27-37: The ten bronze stands described here are more delicately wrought. They are for the purpose of holding the ten basins described in the next paragraph and are used for the sacrifices in the temple.
38-39: The bronze basins are described next, which are placed on the ten stands and arranged on each side of the temple.
40-44: Utensils are then fashioned to handle the ashes and the cooked meat of the sacrifices. A summary is given of Hiram’s products.
45-47: These smaller utensils are cast in clay forms in the Jordan River valley and brought to Jerusalem.

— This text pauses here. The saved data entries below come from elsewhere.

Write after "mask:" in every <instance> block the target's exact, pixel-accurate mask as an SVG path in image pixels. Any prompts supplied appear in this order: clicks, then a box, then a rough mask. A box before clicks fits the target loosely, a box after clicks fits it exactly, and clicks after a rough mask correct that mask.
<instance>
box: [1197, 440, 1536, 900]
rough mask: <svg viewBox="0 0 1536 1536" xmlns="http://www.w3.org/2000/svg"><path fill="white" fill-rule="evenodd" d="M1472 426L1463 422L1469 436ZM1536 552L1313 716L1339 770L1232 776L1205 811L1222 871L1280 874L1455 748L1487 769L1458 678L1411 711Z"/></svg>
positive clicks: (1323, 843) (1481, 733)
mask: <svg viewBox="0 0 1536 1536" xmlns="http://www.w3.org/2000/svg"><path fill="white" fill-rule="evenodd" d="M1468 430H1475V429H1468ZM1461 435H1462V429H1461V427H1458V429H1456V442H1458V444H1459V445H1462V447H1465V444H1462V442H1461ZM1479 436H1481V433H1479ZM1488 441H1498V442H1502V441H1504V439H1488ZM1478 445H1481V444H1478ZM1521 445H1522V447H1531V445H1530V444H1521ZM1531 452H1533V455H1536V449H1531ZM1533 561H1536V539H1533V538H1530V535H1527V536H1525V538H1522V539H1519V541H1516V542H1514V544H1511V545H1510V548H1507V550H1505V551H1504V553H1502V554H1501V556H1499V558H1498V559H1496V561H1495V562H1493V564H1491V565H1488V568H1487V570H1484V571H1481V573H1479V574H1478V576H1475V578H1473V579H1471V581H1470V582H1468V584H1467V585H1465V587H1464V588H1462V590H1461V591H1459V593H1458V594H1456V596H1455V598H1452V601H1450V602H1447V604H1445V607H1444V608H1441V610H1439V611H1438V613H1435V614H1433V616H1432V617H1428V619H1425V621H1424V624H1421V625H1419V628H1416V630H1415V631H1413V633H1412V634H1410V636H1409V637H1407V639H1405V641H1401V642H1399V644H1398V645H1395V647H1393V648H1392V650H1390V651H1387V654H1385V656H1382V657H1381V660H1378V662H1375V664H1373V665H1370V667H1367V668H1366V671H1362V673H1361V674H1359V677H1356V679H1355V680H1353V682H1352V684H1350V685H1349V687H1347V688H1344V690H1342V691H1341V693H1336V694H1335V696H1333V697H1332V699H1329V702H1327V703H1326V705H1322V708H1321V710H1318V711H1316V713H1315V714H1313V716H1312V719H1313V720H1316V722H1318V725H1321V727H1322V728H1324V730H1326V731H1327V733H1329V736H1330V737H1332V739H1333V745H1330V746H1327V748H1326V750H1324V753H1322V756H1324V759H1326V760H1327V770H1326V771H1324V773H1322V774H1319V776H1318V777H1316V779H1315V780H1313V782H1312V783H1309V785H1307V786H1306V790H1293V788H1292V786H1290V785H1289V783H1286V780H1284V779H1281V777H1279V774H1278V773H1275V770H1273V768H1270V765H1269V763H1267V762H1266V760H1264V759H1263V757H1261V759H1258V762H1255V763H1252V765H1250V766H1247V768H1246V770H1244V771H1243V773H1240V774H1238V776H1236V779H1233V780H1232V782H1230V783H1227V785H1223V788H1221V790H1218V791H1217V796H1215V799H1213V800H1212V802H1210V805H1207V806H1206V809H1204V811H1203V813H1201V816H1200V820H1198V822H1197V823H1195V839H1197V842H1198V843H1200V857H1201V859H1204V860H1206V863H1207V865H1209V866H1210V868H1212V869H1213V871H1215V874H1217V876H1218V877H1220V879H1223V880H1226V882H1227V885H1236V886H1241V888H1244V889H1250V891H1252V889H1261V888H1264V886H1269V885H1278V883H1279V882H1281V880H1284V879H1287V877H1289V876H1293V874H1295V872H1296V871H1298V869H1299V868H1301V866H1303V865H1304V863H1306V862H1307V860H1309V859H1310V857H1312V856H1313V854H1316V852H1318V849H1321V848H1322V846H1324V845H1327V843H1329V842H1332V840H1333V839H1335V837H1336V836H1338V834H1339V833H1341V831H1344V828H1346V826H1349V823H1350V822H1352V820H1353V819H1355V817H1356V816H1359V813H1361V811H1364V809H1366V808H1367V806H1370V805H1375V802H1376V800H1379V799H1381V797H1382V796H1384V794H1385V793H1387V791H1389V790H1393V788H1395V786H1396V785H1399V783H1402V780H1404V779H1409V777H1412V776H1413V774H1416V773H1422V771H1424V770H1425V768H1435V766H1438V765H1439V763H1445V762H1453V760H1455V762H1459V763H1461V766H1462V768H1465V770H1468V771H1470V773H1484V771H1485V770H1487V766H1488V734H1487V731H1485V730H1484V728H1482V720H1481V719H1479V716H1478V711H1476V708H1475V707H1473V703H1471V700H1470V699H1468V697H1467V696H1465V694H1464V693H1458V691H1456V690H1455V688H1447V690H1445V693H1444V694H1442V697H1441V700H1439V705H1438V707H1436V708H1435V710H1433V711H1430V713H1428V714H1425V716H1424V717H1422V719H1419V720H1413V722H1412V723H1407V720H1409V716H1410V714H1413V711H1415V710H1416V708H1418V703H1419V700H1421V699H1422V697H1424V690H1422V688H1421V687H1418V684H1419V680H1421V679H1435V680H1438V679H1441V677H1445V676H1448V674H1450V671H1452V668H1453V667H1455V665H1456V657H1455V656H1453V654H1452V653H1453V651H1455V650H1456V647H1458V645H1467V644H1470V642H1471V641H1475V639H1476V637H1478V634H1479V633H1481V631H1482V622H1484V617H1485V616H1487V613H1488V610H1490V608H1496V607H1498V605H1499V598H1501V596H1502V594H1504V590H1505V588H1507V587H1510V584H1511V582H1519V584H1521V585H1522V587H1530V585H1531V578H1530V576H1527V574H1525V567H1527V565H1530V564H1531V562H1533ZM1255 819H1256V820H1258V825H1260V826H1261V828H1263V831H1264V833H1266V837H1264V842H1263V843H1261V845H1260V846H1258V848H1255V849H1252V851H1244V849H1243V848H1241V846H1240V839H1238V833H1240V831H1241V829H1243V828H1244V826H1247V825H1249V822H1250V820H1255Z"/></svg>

48-50: Now we are told that Solomon makes the vessels inside the temple’s sanctuary: altar, table, lamp stands, flowers, lamps, tongs, cups, snuffers, basins, dishes, fire pans, and sockets for the doors, all of pure beaten gold. Whether the historian means that Solomon personally did this work, or had it done by other artisans like Hiram is not made clear, but the latter is the most likely explanation.
51: Solomon completes the preparation of the temple by bringing in all the things David had collected for it.
The description of the temple and its furnishings and tools in chapter six and the last 38 verses of chapter seven sounds very much like the description of the building of the sanctuary tent and its tools and furnishing built by Moses in the Sinai wilderness. It is as if Solomon is deliberately stepping out on the plan that Moses first followed four hundred eighty years before. The symbolism is glorious, but will the people’s faith match the grandeur of the temple? Or even the Palace? Or is all of this gold and polished bronze glorifying Solomon?